I used to hate them but tbh every single generation has trends & I think we forget that they won’t spend their whole life explaining anything that’s common in their generation

Fatted Tue 23-Apr-19 22:08:51

I never actually knew Kate was short for anything until my 30s. blush Grew up with lots of Kate's at school who were born in the 80s.

Although I personally get annoyed with the name Harrison. I always assume people wanted their child to be called Harry but didn't realise what it was a nickname for.

Puffinhead Tue 23-Apr-19 22:11:54

My DD is named after her deceased Grandmother. I guess it was a gesture of remembrance though I do think it’s a beautiful name albeit slightly old fashioned. We use a ‘nickname/shortened version that we love and we got to choose for ourselves IYSWIM.
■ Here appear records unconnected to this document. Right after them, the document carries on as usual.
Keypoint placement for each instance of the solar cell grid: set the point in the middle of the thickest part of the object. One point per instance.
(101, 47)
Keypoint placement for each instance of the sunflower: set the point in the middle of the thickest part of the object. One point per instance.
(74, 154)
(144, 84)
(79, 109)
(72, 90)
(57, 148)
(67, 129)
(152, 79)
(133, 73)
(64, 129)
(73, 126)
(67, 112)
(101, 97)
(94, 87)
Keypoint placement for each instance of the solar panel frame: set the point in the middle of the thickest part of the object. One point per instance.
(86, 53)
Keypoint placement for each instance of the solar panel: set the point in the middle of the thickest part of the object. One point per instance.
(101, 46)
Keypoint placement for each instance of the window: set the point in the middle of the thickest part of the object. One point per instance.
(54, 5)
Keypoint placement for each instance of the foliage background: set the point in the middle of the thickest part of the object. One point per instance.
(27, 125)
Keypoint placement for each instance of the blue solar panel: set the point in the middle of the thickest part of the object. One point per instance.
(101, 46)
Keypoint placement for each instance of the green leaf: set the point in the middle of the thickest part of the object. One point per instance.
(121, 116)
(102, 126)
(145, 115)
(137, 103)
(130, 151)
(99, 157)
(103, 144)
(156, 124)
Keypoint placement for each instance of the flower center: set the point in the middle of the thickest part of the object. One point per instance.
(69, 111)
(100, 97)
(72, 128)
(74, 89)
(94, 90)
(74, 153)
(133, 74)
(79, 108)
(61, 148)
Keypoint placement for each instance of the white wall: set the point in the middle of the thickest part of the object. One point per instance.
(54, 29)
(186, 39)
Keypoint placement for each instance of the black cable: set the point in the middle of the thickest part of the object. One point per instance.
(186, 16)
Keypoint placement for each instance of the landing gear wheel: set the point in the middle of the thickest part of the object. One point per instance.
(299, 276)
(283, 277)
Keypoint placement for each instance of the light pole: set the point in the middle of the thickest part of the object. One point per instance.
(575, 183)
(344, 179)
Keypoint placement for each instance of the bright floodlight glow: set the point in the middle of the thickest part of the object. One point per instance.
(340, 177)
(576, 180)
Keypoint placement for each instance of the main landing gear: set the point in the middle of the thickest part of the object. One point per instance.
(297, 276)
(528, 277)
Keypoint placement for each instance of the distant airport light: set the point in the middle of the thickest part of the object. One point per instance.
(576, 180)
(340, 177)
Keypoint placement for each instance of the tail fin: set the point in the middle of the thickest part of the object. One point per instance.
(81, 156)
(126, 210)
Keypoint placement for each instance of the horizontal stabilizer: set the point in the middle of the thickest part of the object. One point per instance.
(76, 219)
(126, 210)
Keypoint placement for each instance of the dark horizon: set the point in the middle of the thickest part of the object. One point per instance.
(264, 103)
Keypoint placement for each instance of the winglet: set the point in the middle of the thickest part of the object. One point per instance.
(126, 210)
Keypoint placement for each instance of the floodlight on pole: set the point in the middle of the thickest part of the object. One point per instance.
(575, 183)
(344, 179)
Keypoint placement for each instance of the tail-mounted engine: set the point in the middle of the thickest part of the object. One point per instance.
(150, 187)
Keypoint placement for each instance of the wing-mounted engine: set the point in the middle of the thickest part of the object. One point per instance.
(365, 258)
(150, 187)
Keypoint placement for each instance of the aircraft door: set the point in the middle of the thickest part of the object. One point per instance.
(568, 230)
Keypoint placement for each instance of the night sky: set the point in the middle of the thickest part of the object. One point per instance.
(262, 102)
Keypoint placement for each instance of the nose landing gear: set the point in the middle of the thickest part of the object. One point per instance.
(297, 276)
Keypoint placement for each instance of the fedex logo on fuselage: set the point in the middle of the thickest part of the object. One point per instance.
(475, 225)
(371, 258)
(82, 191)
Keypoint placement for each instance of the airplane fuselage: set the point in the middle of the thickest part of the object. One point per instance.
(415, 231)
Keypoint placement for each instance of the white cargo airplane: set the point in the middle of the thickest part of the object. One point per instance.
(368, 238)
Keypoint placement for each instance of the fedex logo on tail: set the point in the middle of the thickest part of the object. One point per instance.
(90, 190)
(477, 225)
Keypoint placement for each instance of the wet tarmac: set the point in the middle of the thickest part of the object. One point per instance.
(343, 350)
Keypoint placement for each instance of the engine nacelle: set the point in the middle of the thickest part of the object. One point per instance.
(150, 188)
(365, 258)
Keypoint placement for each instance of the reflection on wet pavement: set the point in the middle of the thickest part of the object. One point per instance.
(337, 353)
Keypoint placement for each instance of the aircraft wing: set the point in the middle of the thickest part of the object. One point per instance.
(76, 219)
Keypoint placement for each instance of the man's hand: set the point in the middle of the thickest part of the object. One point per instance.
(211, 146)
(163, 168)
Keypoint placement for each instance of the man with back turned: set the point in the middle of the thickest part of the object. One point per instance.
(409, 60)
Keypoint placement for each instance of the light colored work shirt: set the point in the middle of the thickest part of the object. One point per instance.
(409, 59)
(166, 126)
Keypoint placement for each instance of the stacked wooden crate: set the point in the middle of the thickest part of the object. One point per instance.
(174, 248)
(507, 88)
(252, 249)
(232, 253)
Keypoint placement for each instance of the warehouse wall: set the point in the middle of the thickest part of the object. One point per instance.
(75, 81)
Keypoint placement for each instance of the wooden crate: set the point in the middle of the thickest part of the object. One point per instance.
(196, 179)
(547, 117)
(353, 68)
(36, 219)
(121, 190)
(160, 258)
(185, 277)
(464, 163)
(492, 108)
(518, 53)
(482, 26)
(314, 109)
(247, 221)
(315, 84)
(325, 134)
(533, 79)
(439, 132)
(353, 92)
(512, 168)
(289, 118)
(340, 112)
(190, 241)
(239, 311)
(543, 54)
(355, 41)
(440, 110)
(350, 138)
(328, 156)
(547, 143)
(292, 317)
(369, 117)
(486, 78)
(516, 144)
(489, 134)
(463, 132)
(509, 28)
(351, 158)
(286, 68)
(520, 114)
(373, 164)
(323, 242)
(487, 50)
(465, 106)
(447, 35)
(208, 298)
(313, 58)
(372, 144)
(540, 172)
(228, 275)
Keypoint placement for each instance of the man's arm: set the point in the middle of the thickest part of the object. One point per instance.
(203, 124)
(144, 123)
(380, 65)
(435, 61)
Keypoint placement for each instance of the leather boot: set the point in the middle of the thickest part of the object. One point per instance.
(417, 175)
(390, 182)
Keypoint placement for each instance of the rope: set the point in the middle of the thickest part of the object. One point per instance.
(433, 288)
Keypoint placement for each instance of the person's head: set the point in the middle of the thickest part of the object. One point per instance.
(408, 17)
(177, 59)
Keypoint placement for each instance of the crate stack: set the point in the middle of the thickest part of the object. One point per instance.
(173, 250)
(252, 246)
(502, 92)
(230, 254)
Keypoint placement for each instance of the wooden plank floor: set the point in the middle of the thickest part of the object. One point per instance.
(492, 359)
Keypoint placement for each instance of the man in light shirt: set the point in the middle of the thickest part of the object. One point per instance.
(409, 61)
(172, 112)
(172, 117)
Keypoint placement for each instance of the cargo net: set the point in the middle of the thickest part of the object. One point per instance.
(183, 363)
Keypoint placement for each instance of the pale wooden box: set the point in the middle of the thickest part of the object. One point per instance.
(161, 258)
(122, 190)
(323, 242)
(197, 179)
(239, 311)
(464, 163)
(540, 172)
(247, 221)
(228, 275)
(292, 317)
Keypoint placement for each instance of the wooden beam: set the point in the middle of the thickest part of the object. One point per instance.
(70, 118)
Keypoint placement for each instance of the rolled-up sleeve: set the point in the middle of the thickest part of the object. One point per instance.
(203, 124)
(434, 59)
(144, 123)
Puffinhead Tue 23-Apr-19 22:14:31

Oh, sorry I think I misread your OP. I know what you mean now blush

BelulahBlanca Tue 23-Apr-19 22:14:54

I knew a Jenny that was not short for Jennifer- she must be in her 30s now.

Calixtine Tue 23-Apr-19 22:41:38

I wouldn’t assume Kate was short for anything.
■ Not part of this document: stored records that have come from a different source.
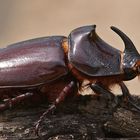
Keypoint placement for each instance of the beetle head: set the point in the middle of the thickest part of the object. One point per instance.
(131, 57)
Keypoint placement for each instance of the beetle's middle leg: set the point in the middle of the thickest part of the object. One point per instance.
(127, 96)
(61, 97)
(8, 103)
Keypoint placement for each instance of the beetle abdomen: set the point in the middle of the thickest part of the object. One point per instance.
(32, 62)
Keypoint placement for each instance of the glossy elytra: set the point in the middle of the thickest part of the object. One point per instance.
(54, 66)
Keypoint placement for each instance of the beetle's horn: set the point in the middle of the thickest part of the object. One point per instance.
(129, 46)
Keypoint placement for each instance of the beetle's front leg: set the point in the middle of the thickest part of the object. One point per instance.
(99, 89)
(62, 96)
(8, 103)
(127, 96)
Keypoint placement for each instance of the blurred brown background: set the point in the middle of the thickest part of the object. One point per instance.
(26, 19)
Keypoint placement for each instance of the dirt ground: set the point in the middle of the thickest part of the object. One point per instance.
(21, 20)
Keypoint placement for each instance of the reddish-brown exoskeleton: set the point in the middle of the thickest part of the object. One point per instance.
(56, 65)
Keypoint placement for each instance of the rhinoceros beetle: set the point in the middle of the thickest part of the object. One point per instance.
(57, 66)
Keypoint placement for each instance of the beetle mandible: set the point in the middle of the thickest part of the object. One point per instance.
(56, 65)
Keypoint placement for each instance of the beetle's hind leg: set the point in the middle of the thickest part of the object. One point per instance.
(63, 94)
(100, 89)
(8, 103)
(127, 96)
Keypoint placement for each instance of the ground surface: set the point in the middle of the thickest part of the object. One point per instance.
(85, 118)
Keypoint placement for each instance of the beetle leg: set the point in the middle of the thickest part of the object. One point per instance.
(99, 89)
(63, 94)
(8, 103)
(127, 96)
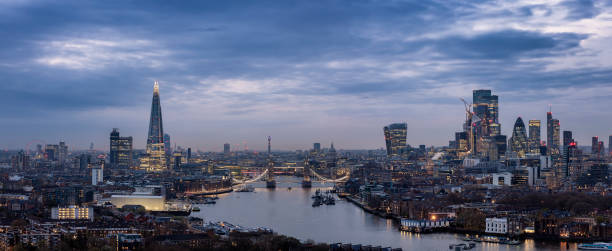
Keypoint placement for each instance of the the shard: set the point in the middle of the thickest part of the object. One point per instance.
(155, 159)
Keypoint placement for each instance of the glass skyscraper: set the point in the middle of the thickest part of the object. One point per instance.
(518, 141)
(553, 135)
(534, 136)
(120, 150)
(155, 159)
(395, 139)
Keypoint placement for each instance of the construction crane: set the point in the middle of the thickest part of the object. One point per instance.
(468, 125)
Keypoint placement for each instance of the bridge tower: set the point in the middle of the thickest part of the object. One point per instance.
(270, 181)
(307, 183)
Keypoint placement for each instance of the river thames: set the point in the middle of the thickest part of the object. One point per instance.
(290, 212)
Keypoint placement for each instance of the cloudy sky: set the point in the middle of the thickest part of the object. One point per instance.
(299, 71)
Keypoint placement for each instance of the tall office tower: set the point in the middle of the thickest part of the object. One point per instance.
(120, 150)
(97, 174)
(518, 141)
(167, 145)
(395, 138)
(62, 152)
(189, 155)
(155, 159)
(84, 160)
(595, 145)
(51, 152)
(567, 138)
(226, 149)
(461, 141)
(556, 135)
(534, 136)
(316, 147)
(485, 120)
(600, 148)
(549, 133)
(553, 136)
(502, 145)
(610, 145)
(570, 163)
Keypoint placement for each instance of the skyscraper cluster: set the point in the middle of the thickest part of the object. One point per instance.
(518, 141)
(481, 136)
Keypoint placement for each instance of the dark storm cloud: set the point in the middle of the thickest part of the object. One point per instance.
(242, 58)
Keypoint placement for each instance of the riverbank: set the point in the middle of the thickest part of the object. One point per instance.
(290, 212)
(451, 230)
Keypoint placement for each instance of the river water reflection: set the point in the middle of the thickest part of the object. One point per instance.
(289, 212)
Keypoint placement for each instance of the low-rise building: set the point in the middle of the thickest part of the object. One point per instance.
(72, 213)
(497, 225)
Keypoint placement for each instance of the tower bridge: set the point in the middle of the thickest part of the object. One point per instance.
(314, 176)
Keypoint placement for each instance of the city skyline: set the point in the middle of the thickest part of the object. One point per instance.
(85, 74)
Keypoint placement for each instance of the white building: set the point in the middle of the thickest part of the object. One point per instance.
(149, 202)
(151, 197)
(72, 213)
(497, 225)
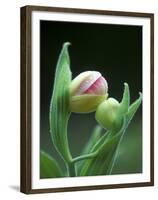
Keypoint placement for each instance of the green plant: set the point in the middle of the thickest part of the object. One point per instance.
(98, 156)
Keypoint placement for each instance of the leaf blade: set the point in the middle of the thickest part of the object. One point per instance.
(49, 168)
(59, 106)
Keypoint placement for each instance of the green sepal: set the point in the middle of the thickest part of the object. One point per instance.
(59, 106)
(49, 168)
(107, 146)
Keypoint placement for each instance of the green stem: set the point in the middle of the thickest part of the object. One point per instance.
(71, 169)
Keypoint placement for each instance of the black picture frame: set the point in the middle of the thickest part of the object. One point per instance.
(26, 97)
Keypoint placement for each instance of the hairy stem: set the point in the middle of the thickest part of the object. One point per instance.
(71, 169)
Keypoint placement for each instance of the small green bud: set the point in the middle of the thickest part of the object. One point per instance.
(87, 91)
(106, 113)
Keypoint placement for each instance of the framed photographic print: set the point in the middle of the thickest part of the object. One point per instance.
(87, 106)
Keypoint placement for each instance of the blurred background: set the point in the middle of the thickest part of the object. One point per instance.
(113, 50)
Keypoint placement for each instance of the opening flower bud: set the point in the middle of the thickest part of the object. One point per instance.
(106, 113)
(87, 91)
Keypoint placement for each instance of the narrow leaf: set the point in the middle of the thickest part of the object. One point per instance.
(96, 135)
(49, 168)
(59, 106)
(133, 108)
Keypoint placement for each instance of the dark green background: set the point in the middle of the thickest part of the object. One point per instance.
(113, 50)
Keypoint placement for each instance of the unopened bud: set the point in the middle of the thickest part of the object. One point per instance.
(87, 91)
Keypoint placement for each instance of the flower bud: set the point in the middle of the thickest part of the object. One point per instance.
(87, 91)
(106, 113)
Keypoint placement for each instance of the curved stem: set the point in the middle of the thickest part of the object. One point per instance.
(71, 169)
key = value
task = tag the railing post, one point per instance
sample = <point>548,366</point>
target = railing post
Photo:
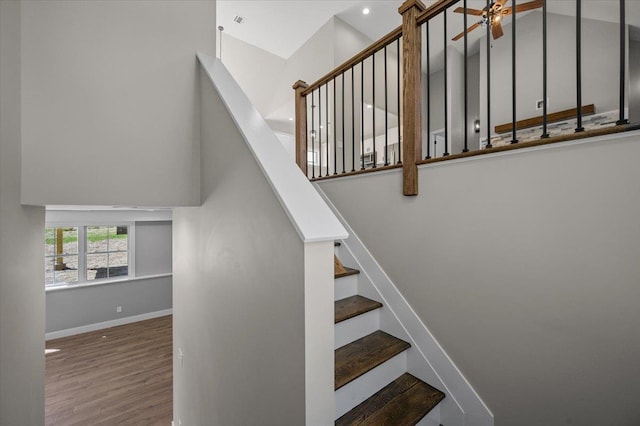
<point>412,115</point>
<point>301,125</point>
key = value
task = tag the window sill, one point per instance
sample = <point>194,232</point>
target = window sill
<point>61,287</point>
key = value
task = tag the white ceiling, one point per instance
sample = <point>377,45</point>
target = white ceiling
<point>282,26</point>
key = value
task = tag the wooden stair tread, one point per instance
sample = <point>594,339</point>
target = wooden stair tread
<point>403,402</point>
<point>348,271</point>
<point>356,358</point>
<point>353,306</point>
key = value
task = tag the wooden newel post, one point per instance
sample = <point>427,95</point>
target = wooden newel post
<point>411,94</point>
<point>301,125</point>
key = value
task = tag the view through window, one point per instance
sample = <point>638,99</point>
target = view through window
<point>75,254</point>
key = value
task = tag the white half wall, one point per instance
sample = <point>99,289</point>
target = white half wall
<point>21,251</point>
<point>524,267</point>
<point>238,293</point>
<point>109,101</point>
<point>600,68</point>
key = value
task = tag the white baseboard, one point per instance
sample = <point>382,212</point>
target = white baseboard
<point>436,367</point>
<point>106,324</point>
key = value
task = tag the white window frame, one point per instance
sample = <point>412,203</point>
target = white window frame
<point>82,251</point>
I don’t mind this trend unless (as pps have mentioned) it’s a really cutesy or informal nickname like Flossie, Dolly, Buddy or Ace.

Kate, Beth, Pippa, Tom, Max, Nate, etc. stand alone perfectly well, IMO.

FromDespairToHere Tue 23-Apr-19 22:42:13

My mum's dad and my dad's mum were called Harry (not Harold or Henry) and Kate (not Katherine) and were born in the 1900s and 1910s respectively so it's really not a new thing!

How militant do you want to be about it? All Jacks should be John? All Betties or Beths should be Elizabeth? All Mollies should be Mary?

cheesenpickles Tue 23-Apr-19 22:44:30

I had a boss who would had awkward discounted CVs with nicknames on as people not being formal enough. They looked a bit "oh shit" when I said that may be their actual birth certificate names.

cheesenpickles Tue 23-Apr-19 22:44:47


MillicentMartha Tue 23-Apr-19 22:45:41

Charlie, nice name, suits child and middle aged taxi driver/rugby player etc.
Charles, horrible name, suits ageing prince.

Why would you call a DC Charles rather than Charlie if you agreed with above?